If we use all the points in the training set to compute loss then it is **batch gradient descent**. If we use single data point and update our parameters it **stochastic gradient descent**. Anything between 1 and N is **mini batch gradient descent**.


## Implementing Linear Regression using batch gradient descent 

Now its time to implement our linear regression model using batch gradient descent.

### Generate Synthetic data
Using the above equation we will generate some synthetic data with w = 2 and b = 1 and some random noise.

In [1]:
import numpy as np
np.random.seed(42)

x = np.random.randn(100,1)
y = 1 + 2*x + np.random.randn(100,1)

Our goal will be to accurately predict the value of w (i.e. 2) and b (i.e. 1). 

### Initialize parameters (w and b) and hyperparameter (learning_rate)

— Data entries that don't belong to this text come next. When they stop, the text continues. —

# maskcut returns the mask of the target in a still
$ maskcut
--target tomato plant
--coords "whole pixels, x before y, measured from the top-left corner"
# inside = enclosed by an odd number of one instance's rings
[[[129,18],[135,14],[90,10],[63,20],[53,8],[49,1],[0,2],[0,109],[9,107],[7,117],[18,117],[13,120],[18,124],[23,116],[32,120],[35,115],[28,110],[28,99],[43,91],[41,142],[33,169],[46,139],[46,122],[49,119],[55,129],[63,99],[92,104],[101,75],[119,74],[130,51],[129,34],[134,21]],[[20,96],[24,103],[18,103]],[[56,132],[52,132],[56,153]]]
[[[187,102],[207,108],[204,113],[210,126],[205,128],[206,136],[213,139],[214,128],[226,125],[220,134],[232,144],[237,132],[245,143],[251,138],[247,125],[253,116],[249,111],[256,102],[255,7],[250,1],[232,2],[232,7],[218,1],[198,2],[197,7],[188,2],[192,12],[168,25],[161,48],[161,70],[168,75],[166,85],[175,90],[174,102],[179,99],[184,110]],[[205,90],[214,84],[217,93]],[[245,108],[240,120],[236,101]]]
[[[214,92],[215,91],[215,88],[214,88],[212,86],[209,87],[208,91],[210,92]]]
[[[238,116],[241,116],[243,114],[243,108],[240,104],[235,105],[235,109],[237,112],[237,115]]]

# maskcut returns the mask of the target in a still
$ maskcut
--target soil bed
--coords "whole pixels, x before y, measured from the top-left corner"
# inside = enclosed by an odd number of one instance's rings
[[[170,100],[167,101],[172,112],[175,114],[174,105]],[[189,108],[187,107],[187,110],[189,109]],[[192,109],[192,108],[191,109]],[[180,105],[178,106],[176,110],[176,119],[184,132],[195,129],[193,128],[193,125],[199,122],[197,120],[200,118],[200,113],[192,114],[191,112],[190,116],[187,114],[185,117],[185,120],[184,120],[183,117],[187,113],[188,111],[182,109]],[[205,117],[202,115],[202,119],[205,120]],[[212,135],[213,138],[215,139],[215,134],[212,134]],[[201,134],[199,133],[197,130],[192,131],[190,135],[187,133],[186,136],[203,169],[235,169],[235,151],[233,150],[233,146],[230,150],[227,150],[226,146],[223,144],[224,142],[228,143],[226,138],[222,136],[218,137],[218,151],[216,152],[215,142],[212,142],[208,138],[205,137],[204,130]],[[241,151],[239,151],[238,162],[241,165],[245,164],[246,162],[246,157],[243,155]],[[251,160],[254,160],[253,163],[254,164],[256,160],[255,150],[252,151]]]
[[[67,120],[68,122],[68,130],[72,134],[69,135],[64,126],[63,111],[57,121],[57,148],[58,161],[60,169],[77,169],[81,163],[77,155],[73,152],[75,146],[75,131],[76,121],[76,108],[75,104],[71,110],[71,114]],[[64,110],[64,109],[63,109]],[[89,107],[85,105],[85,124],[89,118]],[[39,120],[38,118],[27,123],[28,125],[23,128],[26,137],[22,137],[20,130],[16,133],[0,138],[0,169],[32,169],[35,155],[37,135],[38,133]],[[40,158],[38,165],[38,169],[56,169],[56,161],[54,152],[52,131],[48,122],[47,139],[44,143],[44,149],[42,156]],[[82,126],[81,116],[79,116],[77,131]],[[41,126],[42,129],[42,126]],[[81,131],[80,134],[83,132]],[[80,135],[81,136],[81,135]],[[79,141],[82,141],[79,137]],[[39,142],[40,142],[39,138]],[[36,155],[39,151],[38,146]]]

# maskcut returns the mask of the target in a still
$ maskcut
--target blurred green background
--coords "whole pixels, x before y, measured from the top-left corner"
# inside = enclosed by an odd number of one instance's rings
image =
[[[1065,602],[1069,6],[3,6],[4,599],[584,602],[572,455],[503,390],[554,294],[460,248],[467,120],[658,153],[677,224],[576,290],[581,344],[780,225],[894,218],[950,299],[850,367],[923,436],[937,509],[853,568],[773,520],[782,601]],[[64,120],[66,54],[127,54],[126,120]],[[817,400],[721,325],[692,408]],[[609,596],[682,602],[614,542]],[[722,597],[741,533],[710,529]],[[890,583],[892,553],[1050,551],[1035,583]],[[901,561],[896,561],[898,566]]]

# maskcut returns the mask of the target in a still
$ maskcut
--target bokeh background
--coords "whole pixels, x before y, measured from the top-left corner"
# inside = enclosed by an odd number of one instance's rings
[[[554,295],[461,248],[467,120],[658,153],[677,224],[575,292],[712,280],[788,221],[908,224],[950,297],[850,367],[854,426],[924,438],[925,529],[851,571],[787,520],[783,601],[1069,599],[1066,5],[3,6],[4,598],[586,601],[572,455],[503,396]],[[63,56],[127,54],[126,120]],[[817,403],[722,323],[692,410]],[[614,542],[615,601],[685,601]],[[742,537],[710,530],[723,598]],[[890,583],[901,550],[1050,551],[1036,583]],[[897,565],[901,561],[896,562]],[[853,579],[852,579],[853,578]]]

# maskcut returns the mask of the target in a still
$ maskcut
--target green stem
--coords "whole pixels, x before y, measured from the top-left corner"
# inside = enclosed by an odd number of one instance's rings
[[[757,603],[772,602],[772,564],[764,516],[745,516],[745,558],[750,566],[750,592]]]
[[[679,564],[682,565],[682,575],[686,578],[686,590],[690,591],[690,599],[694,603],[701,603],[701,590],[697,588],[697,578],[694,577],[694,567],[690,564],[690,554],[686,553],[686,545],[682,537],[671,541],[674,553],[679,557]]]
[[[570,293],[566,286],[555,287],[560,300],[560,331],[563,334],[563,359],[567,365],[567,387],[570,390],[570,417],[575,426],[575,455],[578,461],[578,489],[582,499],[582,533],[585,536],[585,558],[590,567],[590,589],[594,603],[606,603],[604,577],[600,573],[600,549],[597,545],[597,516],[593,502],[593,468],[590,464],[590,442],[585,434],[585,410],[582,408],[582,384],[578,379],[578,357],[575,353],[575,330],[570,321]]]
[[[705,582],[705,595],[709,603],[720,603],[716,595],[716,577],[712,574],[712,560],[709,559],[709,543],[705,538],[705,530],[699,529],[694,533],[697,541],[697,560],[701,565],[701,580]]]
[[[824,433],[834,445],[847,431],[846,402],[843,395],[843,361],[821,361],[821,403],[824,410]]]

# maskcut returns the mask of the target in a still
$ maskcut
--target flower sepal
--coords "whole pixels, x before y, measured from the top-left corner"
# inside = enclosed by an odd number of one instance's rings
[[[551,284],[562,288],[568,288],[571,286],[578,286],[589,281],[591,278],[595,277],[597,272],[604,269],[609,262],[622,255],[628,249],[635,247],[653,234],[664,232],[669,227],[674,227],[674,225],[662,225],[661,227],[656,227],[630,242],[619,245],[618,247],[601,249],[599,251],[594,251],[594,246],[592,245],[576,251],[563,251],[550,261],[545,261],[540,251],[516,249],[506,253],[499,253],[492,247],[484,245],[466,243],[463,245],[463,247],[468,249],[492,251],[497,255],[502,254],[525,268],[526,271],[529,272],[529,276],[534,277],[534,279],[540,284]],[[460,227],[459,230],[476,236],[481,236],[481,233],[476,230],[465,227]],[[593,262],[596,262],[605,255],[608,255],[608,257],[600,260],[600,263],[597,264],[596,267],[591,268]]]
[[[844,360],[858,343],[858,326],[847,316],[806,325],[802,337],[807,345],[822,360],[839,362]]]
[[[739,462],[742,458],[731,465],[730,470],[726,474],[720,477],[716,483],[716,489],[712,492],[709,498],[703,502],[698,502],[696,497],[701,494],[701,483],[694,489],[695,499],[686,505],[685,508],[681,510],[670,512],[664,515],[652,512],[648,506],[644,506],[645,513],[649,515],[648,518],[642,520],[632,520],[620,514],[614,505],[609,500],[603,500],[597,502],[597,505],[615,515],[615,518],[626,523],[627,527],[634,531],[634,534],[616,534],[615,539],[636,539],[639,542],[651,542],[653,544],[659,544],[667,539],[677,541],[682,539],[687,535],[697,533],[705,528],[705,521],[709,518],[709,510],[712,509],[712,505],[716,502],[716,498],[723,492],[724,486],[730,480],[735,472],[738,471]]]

So we will initialize the learnable parameters w and b with some random values and try to find right value by minimizing the loss function. The value of the hyperparameter i.e. learning rate is fixed.  

In [2]:
w = np.random.randn(1)
b = np.random.randn(1)
lr = 0.001

### Gradient Descent algorithm  

In [3]:
def gradient_descent(x, y, w, b, lr):
    
    #compute the loss
    yhat =  b + w*x
    error = (y-yhat)
    loss  = (error*2).mean()
    
    #compute the gradients
    b_grad = -2*error.mean()
    w_grad = -2*(x*error).mean()
    
    #update the parameters
    b = b - lr * b_grad
    w = w - lr * w_grad
    return w,b

In [4]:
# implementing multiple epochs 

for epoch in range(5000):
    w,b = gradient_descent(x, y, w, b, lr)
print(b,w)

[1.00716235] [1.85616176]


Let's compare our output with scikit-learn's Linear Regression

In [5]:
from sklearn.linear_model import LinearRegression
lr = LinearRegression()
lr.fit(x, y)
print(lr.intercept_, lr.coef_[0])

[1.00742783] [1.85674284]


Our result matches upto few decimal places that means we have correctly implemented our batch gradient descent algorithm.